(i) Consider the Poisson equation $\nabla^{2} \psi(\mathbf{r})=f(\mathbf{r})$ with forcing term $f$ on the infinite domain $\mathbb{R}^{3}$ with $\lim _{|\mathbf{r}| \rightarrow \infty} \psi=0$. Derive the Green's function $G\left(\mathbf{r}, \mathbf{r}^{\prime}\right)=-1 /\left(4 \pi\left|\mathbf{r}-\mathbf{r}^{\prime}\right|\right)$ for this equation using the divergence theorem. [You may assume without proof that the divergence theorem is valid for the Green's function.]

(ii) Consider the Helmholtz equation

$$\nabla^{2} \psi(\mathbf{r})+k^{2} \psi(\mathbf{r})=f(\mathbf{r})$$

where $k$ is a real constant.
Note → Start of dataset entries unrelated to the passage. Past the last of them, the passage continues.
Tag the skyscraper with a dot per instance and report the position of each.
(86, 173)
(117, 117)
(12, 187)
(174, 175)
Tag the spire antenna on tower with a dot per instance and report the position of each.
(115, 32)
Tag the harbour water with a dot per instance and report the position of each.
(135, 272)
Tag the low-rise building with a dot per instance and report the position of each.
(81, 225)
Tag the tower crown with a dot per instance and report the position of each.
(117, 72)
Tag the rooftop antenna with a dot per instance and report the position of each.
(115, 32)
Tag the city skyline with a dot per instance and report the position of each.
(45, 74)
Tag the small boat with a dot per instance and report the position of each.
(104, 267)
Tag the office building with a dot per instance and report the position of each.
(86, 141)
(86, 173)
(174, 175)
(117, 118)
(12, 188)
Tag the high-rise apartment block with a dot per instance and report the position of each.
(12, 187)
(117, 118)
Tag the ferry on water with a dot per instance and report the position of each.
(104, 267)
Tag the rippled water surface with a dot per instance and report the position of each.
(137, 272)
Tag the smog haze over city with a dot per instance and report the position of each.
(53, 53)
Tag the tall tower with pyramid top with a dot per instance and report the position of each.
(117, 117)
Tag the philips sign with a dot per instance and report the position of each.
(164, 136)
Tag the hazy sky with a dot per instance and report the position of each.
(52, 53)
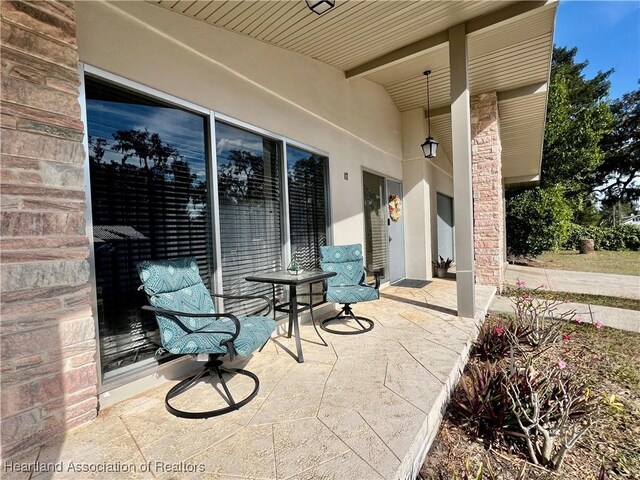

A Green's function $g\left(\mathbf{r}, \mathbf{r}^{\prime}\right)$ for this equation can be constructed from $G\left(\mathbf{r}, \mathbf{r}^{\prime}\right)$ of (i) by assuming $g\left(\mathbf{r}, \mathbf{r}^{\prime}\right)=U(r) G\left(\mathbf{r}, \mathbf{r}^{\prime}\right)$ where $r=\left|\mathbf{r}-\mathbf{r}^{\prime}\right|$ and $U(r)$ is a regular function. Show that $\lim _{r \rightarrow 0} U(r)=1$ and that $U$ satisfies the equation

$$\frac{d^{2} U}{d r^{2}}+k^{2} U(r)=0$$

(iii) Take the Green's function with the specific solution $U(r)=e^{i k r}$ to Eq. ( $\ddagger$ ) and consider the Helmholtz equation $(\dagger)$ on the semi-infinite domain $z>0, x, y \in \mathbb{R}$. Use the method of images to construct a Green's function for this problem that satisfies the boundary conditions

$$\frac{\partial g}{\partial z^{\prime}}=0 \text { on } z^{\prime}=0 \quad \text { and } \quad \lim _{|\mathbf{r}| \rightarrow \infty} g\left(\mathbf{r}, \mathbf{r}^{\prime}\right)=0$$

(iv) A solution to the Helmholtz equation on a bounded domain can be constructed in complete analogy to that of the Poisson equation using the Green's function in Green's 3rd identity

$$\psi(\mathbf{r})=\int_{\partial V}\left[\psi\left(\mathbf{r}^{\prime}\right) \frac{\partial g\left(\mathbf{r}, \mathbf{r}^{\prime}\right)}{\partial n^{\prime}}-g\left(\mathbf{r}, \mathbf{r}^{\prime}\right) \frac{\partial \psi\left(\mathbf{r}^{\prime}\right)}{\partial n^{\prime}}\right] d S^{\prime}+\int_{V} f\left(\mathbf{r}^{\prime}\right) g\left(\mathbf{r}, \mathbf{r}^{\prime}\right) d V^{\prime},$$

where $V$ denotes the volume of the domain, $\partial V$ its boundary and $\partial / \partial n^{\prime}$ the outgoing normal derivative on the boundary. Now consider the homogeneous Helmholtz equation $\nabla^{2} \psi(\mathbf{r})+k^{2} \psi(\mathbf{r})=0$ on the domain $z>0, x, y \in \mathbb{R}$ with boundary conditions $\psi(\mathbf{r})=0$ at $|\mathbf{r}| \rightarrow \infty$ and

$$\left.\frac{\partial \psi}{\partial z}\right|_{z=0}= \begin{cases}0 & \text { for } \rho>a \\ A & \text { for } \rho \leqslant a\end{cases}$$

where $\rho=\sqrt{x^{2}+y^{2}}$ and $A$ and $a$ are real constants. Construct a solution in integral form to this equation using cylindrical coordinates $(z, \rho, \varphi)$ with $x=\rho \cos \varphi, y=\rho \sin \varphi$.